For the Mornay sauce

• 60g butter

• 60g plain flour

• 1 litre milk

• 4 gratings of nutmeg

• salt and pepper

• 100g Mull Cheddar, grated

To make the Mornay sauce

In a medium saucepan, melt the butter and add the flour. Whisk over a low heat for 2-3 minutes until there are no lumps. Bring the milk to the boil with a little grated nutmeg and pour it over the cooked roux. Bring to the boil and cook for 10 minutes, stirring gently. Season, pass through a sieve and stir in the grated cheese.

To prepare the vegetables and ham

Wipe the mushrooms and cut them into quarters. Cut the ham into 1cm strips and sauté together with mushrooms for 3 to 4 minutes.

Pod the broad beans and blanch them for 1 minute in boiling salted water. Refresh them in a bowl of iced water and then peel off the tough outer skins.

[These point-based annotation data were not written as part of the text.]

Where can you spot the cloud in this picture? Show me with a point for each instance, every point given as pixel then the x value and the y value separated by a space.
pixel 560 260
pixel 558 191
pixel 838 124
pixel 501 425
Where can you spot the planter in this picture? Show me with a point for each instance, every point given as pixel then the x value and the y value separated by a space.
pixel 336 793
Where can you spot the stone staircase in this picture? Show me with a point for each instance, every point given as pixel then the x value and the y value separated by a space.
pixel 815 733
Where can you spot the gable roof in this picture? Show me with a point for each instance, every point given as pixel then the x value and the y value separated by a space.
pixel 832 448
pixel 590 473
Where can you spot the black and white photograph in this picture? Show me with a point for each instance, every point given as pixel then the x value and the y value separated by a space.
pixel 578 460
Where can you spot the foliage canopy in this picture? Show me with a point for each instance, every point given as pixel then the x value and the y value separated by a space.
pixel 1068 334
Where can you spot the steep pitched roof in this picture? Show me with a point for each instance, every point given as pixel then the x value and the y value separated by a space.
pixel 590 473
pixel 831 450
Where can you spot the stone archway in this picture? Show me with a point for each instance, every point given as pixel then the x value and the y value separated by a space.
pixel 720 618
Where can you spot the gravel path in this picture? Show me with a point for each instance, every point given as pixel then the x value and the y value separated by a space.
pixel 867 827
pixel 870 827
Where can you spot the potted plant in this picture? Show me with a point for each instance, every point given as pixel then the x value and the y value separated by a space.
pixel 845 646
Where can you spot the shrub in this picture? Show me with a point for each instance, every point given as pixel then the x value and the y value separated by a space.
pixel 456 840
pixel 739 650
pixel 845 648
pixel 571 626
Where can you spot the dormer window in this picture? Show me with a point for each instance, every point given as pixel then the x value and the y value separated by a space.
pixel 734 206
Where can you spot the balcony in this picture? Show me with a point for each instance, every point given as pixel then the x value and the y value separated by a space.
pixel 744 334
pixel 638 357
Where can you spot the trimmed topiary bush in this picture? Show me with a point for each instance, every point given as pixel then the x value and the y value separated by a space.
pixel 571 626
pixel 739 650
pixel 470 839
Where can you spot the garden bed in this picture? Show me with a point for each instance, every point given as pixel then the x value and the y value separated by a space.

Wash the spinach and dry on some paper towels. Heat the olive oil in a medium pan, add the spinach and a pinch of salt, and cook until the spinach is wilted.

Assembling the dish

Preheat the oven to 180C/Gas Mark 4. You will need four ovenproof dishes.

Place some spinach in each dish and cover with Mornay sauce. Crack an egg on top, sprinkle with broad beans and ham, and season with salt and pepper.

Put the dishes in a baking tin, pour in boiling water to come halfway up the sides of the dishes and bake for 8-10 minutes. The yolks should still be soft. Serve straight from the oven. The dishes will be piping hot, so place them on a plate.